Duke finished off the home portion of the 2004-2005 schedule with a big victory over Miami in Cameron on Thursday night. From the start it was evident that the Hurricanes didn't have enough to prevent Daniel Ewing and Reggie Love from going out with a win in front of the home crowd. <i>TDD</i> examines the match up and offers thoughts on what went right, wrong, and what may happen on Sunday in Chapel Hill.

What Went Right

- Despite starting the game running a box and one on J.J. Redick, the junior knocked down his first two long range jumpers and stayed on target from that point forward, scoring 18 first half points on 5-of-6 shooting and 3-of-4 from long range. Though he's been prone to take bad shots in the past, all his looks in the first period were clean and he didn't force the offense, but reversed the ball and looked to open teammates. When Miami began playing tighter defense, J.J. simply backed up another seven or eight feet and began launching threes, which continued to fall.

- As a team Duke shot the ball extremely well from the perimeter, making 14-of-33 from behind the arc on the night. Most of the looks came after the team got into their half court offense and made at least three passes, something that has lacked in the games where there is no offensive flow. With the ball being worked inside and then kicked out and worked around the perimeter, Duke resembled some of the previous years' teams, which isn't at all a bad thing.

- In his final home game, Daniel Ewing played his best game as Duke's lead guard. At times in the latter part of the season, the senior has been prone to firing early in the shot clock without allowing his teammates to get into position. On Thursday he still got his looks (15 shot attempts), but he also distributed the ball at a career best rate (10 assists) and took care of the ball despite Miami's frantic defensive attempts – committing just one turnover. His shot wasn't falling, but his impact on the game was substantial, something that wasn't able to be said earlier this month.

- Both DeMarcus Nelson and Lee Melchionni continue to serve the Blue Devils well on both ends of the floor. Nelson scored 10 points, grabbed five rebounds, and played solid defense, while Melchionni hit all 12 of his points from behind the arc (4-of-8 from the perimeter). The combined 22 points and 8 rebounds from the small forward slot in the rotation is something that will have to continue as this team turns the corner into March.

- Though he scored just four points, Shavlik Randolph played one of his better floor games of the season. The junior pulled in nine rebounds, blocked a pair of shots, and came up with two steals in 24 minutes. While he's still a bit timid on the offensive end (see below), Randolph is hopefully rounding into the same kind of form he did last season during the NCAA Tournament.

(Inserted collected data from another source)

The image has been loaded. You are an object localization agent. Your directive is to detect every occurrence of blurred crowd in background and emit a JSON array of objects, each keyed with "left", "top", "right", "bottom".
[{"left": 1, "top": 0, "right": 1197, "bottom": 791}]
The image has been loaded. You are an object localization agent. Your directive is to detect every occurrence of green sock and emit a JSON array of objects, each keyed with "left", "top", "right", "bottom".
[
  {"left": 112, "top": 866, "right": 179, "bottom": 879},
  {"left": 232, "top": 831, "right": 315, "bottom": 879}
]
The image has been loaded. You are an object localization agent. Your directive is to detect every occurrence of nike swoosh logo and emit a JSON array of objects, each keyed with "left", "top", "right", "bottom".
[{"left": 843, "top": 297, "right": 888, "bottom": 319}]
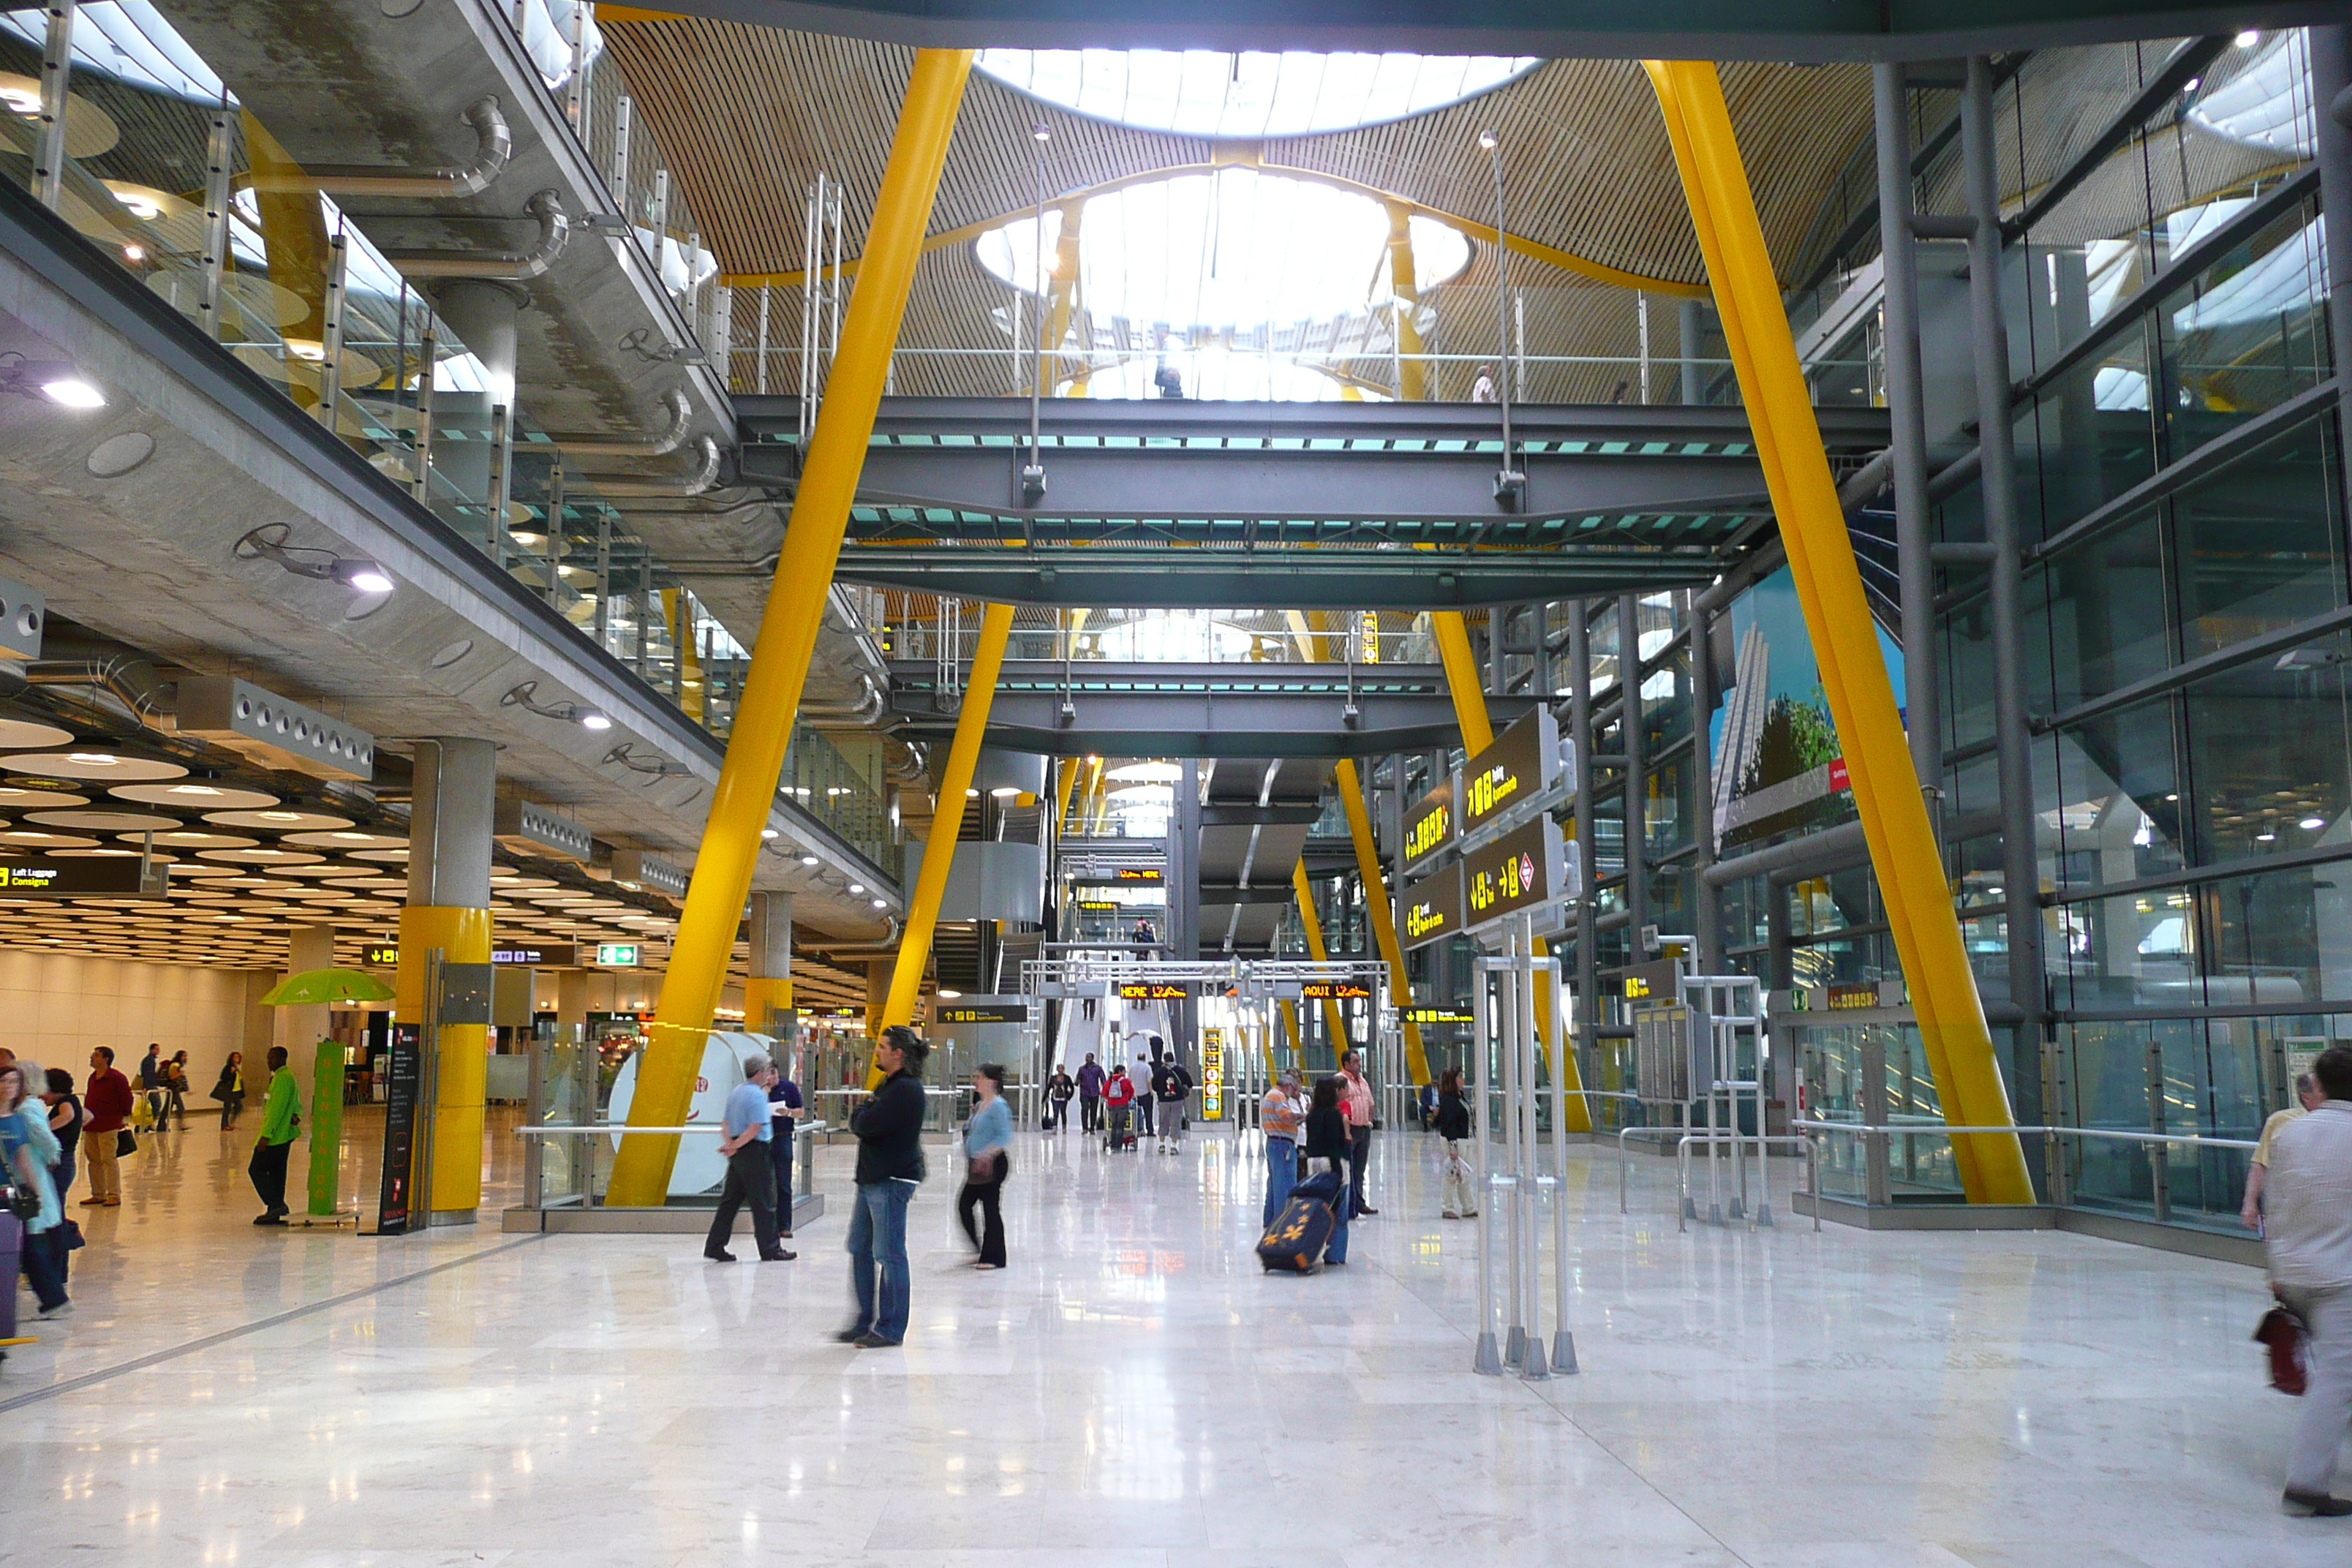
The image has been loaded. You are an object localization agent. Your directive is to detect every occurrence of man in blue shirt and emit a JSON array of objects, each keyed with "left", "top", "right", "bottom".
[
  {"left": 767, "top": 1058, "right": 804, "bottom": 1238},
  {"left": 704, "top": 1051, "right": 794, "bottom": 1263}
]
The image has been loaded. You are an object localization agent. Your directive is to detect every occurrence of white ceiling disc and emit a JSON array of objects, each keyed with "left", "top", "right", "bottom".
[
  {"left": 203, "top": 809, "right": 355, "bottom": 832},
  {"left": 0, "top": 829, "right": 100, "bottom": 848},
  {"left": 6, "top": 752, "right": 187, "bottom": 781},
  {"left": 123, "top": 830, "right": 259, "bottom": 848},
  {"left": 348, "top": 848, "right": 411, "bottom": 862},
  {"left": 195, "top": 848, "right": 327, "bottom": 866},
  {"left": 0, "top": 788, "right": 88, "bottom": 808},
  {"left": 29, "top": 810, "right": 182, "bottom": 831},
  {"left": 110, "top": 783, "right": 280, "bottom": 810},
  {"left": 0, "top": 719, "right": 73, "bottom": 750},
  {"left": 281, "top": 829, "right": 405, "bottom": 850}
]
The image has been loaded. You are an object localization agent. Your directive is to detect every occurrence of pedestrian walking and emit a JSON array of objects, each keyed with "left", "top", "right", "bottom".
[
  {"left": 1046, "top": 1063, "right": 1076, "bottom": 1131},
  {"left": 1131, "top": 1039, "right": 1158, "bottom": 1139},
  {"left": 136, "top": 1044, "right": 166, "bottom": 1132},
  {"left": 1076, "top": 1052, "right": 1106, "bottom": 1131},
  {"left": 163, "top": 1051, "right": 190, "bottom": 1132},
  {"left": 1, "top": 1058, "right": 67, "bottom": 1319},
  {"left": 42, "top": 1067, "right": 82, "bottom": 1202},
  {"left": 2247, "top": 1072, "right": 2328, "bottom": 1230},
  {"left": 248, "top": 1047, "right": 301, "bottom": 1224},
  {"left": 1341, "top": 1048, "right": 1378, "bottom": 1216},
  {"left": 957, "top": 1063, "right": 1011, "bottom": 1270},
  {"left": 1303, "top": 1075, "right": 1352, "bottom": 1266},
  {"left": 2265, "top": 1042, "right": 2352, "bottom": 1517},
  {"left": 1104, "top": 1063, "right": 1137, "bottom": 1147},
  {"left": 80, "top": 1047, "right": 132, "bottom": 1207},
  {"left": 213, "top": 1052, "right": 246, "bottom": 1131},
  {"left": 1260, "top": 1067, "right": 1304, "bottom": 1229},
  {"left": 841, "top": 1025, "right": 927, "bottom": 1348},
  {"left": 767, "top": 1055, "right": 805, "bottom": 1240},
  {"left": 1153, "top": 1055, "right": 1192, "bottom": 1153},
  {"left": 1437, "top": 1067, "right": 1478, "bottom": 1219},
  {"left": 704, "top": 1051, "right": 794, "bottom": 1264}
]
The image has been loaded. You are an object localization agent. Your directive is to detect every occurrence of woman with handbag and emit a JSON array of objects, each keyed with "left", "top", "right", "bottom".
[
  {"left": 214, "top": 1052, "right": 247, "bottom": 1131},
  {"left": 957, "top": 1063, "right": 1012, "bottom": 1270},
  {"left": 0, "top": 1058, "right": 69, "bottom": 1318},
  {"left": 1303, "top": 1075, "right": 1352, "bottom": 1267},
  {"left": 1436, "top": 1068, "right": 1478, "bottom": 1220}
]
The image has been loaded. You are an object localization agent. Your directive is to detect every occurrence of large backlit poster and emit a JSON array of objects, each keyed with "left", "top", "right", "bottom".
[{"left": 1708, "top": 566, "right": 1904, "bottom": 853}]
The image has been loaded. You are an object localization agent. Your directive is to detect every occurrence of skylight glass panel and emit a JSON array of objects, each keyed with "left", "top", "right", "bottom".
[{"left": 976, "top": 49, "right": 1540, "bottom": 139}]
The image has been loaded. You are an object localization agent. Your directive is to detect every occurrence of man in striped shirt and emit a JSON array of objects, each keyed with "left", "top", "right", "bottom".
[
  {"left": 1260, "top": 1068, "right": 1304, "bottom": 1229},
  {"left": 2267, "top": 1043, "right": 2352, "bottom": 1518}
]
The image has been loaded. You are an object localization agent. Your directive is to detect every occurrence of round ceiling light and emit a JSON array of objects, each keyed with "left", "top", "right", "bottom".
[
  {"left": 194, "top": 848, "right": 326, "bottom": 866},
  {"left": 110, "top": 783, "right": 281, "bottom": 810},
  {"left": 123, "top": 830, "right": 258, "bottom": 848},
  {"left": 281, "top": 829, "right": 406, "bottom": 850},
  {"left": 0, "top": 719, "right": 73, "bottom": 750},
  {"left": 202, "top": 809, "right": 355, "bottom": 832},
  {"left": 0, "top": 787, "right": 88, "bottom": 808},
  {"left": 0, "top": 829, "right": 100, "bottom": 848},
  {"left": 6, "top": 751, "right": 188, "bottom": 781},
  {"left": 28, "top": 810, "right": 182, "bottom": 832},
  {"left": 974, "top": 50, "right": 1539, "bottom": 138}
]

- The overall defensive effort of the Blue Devils was as good as it had been all season in the first half. Duke contested every look the Hurricanes had, and held Miami to just 35% shooting from the field and 20% from the perimeter. All this while forcing 12 Miami turnovers and out-rebounding the ‘Canes. The second half featured a bit of a let down as the lead swelled to nearly 30 before Duke slowed it down and cruised to the victory, allowing Miami easier shots and better looks.

What Went Wrong

- Though he earned another technical foul, this time it was a totally horrendous call by the zebras when Daniel Ewing was T'ed up in the first half. The referees figured that Ewing was showboating on his breakaway dunk, though the replay clearly showed that if he had let go of the rim he would have ended up landing in the first row of the stands, horizontally. Yet he was whistled anyway. The officials should be ashamed of that decision.

- While he was rebounding, defending, and doing the things away from the ball, Shavlik Randolph was simply not part of the offense. Perhaps it's a byproduct of the junior's lack of confidence in his offensive game, but several times the junior was looked off despite being wide open. In the post game news conference, Coach K said he was proud of the way Shavlik continues to battle and picks his spots, but when it's garbage time it would be nice to see the big guy continually fed the ball until he has to shoot. Instead Shav was continually getting the ball and getting rid of it like he was in a game of hot potato. When he did shoot, he seemed to wonder if it was a "good" shot instead of just playing the game. For Duke to be successful in March, Randolph simply must have the confidence to operate on the offensive end without worrying about the results.

Player of the Game:

While J.J. Redick scored a game high 29, it's almost what we've come to expect from him. However, with it being their final nights in Cameron, the duo of Daniel Ewing and Reggie Love earn TDD Player of the Game honors. Ewing for his first career double-double and Love for his energy and help inside and on the boards. Both of these seniors have helped this team throughout their careers, including this season's unexpected successes.

Next Play:

Duke now heads to Chapel Hill for a season ending tilt with arch rival North Carolina. The Tar Heels seemed a bit vulnerable without Rashad McCants against Florida State before putting the Seminoles away in the second half behind the play of All-ACC big man Sean May. The Heels will look to win just their third game in the last 18 match ups on Sunday, and will have the incentive of clinching the ACC title outright should they beat Duke and earn a season split. To have a shot at the Dean Dome, Duke will need to control the tempo and put together another strong defensive effort, while getting contributions from sources outside the big three.